De Jacobikerk is gebouwd in de eerste helft van de 13e eeuw. De toren, althans het onderste gedeelte, is ouder dan het kerkgebouw en dateert uit de 12e eeuw. Het koor is halverwege de 15e eeuw gebouwd. Na de reductie van Groningen (= de verovering van Groningen in 1594 door de Staatse troepen) werden de katholieke kerken allemaal protestant. Zo ook de Jacobikerk. Hoewel men in 1933 veronderstelde dat de kerk oorspronkelijk gewijd was aan Jacobus de Meerdere, heeft recent onderzoek uitgewezen dat Dionysius de oorspronkelijke patroon van de kerk was. De Jacobikerk wordt dan nu ook wel de Dionysiuskerk genoemd.

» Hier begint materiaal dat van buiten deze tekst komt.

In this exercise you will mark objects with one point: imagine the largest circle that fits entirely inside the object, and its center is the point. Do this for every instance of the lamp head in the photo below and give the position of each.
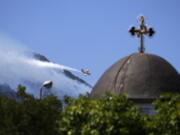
(48, 84)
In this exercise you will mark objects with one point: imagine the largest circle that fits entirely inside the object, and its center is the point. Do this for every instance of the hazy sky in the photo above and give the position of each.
(91, 33)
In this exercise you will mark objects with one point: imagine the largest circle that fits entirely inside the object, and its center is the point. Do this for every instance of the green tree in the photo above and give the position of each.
(110, 115)
(28, 115)
(167, 118)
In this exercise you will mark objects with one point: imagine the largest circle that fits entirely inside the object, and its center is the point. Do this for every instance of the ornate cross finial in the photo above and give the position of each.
(143, 30)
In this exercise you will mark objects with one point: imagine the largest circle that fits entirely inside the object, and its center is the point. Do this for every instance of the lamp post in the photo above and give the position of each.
(47, 84)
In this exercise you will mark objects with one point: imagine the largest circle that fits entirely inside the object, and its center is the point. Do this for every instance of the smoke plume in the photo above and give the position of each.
(18, 66)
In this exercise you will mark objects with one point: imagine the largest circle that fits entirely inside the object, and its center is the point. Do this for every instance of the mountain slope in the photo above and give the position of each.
(19, 68)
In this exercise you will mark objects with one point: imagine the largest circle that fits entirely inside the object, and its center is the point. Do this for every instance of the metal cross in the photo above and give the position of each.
(141, 32)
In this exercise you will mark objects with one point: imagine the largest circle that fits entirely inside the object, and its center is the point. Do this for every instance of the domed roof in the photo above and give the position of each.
(140, 75)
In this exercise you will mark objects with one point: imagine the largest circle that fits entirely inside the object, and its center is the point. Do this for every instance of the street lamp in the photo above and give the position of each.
(47, 84)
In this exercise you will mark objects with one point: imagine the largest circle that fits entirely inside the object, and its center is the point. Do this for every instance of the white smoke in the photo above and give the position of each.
(17, 66)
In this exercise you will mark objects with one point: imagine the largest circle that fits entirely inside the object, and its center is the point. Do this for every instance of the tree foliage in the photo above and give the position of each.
(29, 116)
(109, 115)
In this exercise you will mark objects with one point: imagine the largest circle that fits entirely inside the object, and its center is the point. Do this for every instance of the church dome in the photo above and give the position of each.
(141, 76)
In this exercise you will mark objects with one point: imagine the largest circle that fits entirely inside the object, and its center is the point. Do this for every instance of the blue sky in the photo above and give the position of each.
(91, 33)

Even verderop staat de katholieke Sint Jacobus de Meerderekerk. Die is pas van de 19e eeuw. Omdat de katholieken na 1594 heimelijk hun godsdienst moesten uitoefenen, hadden ze waarschijnlijk geen vaste plaats. Wel werd in 1606 de apostel Jacobus de Meerdere hun schutspatroon. (Jacobus was één van de 12 discipelen van Jezus). Pas in 1710 kreeg men een schuurkerk, waarna rond 1860 een nieuwe kerk werd gebouwd.
Deze Jacobus de Meerderekerk was de eerste neogotische kerk in de provincie Groningen. De kerk is gebouwd in een vroege variant van de neogotiek en heeft gestucte gewelven. In de kerk vindt men reliëfs met de kruiswegstaties en een 16e eeuws Golgothareliëf van zandsteen. Dit reliëf zou afkomstig zijn uit het door de Spanjaarden verwoeste Klooster Wijtwerd. De in 1861 geplaatste luidklok met de tekst “bij centen vergaard van groot en kleen roep ik op ter kerk en angelus/been” werd door de Duitsers in de Tweede Wereldoorlog geroofd. Hiervoor in de plaats zijn twee nieuwe lokken gekomen.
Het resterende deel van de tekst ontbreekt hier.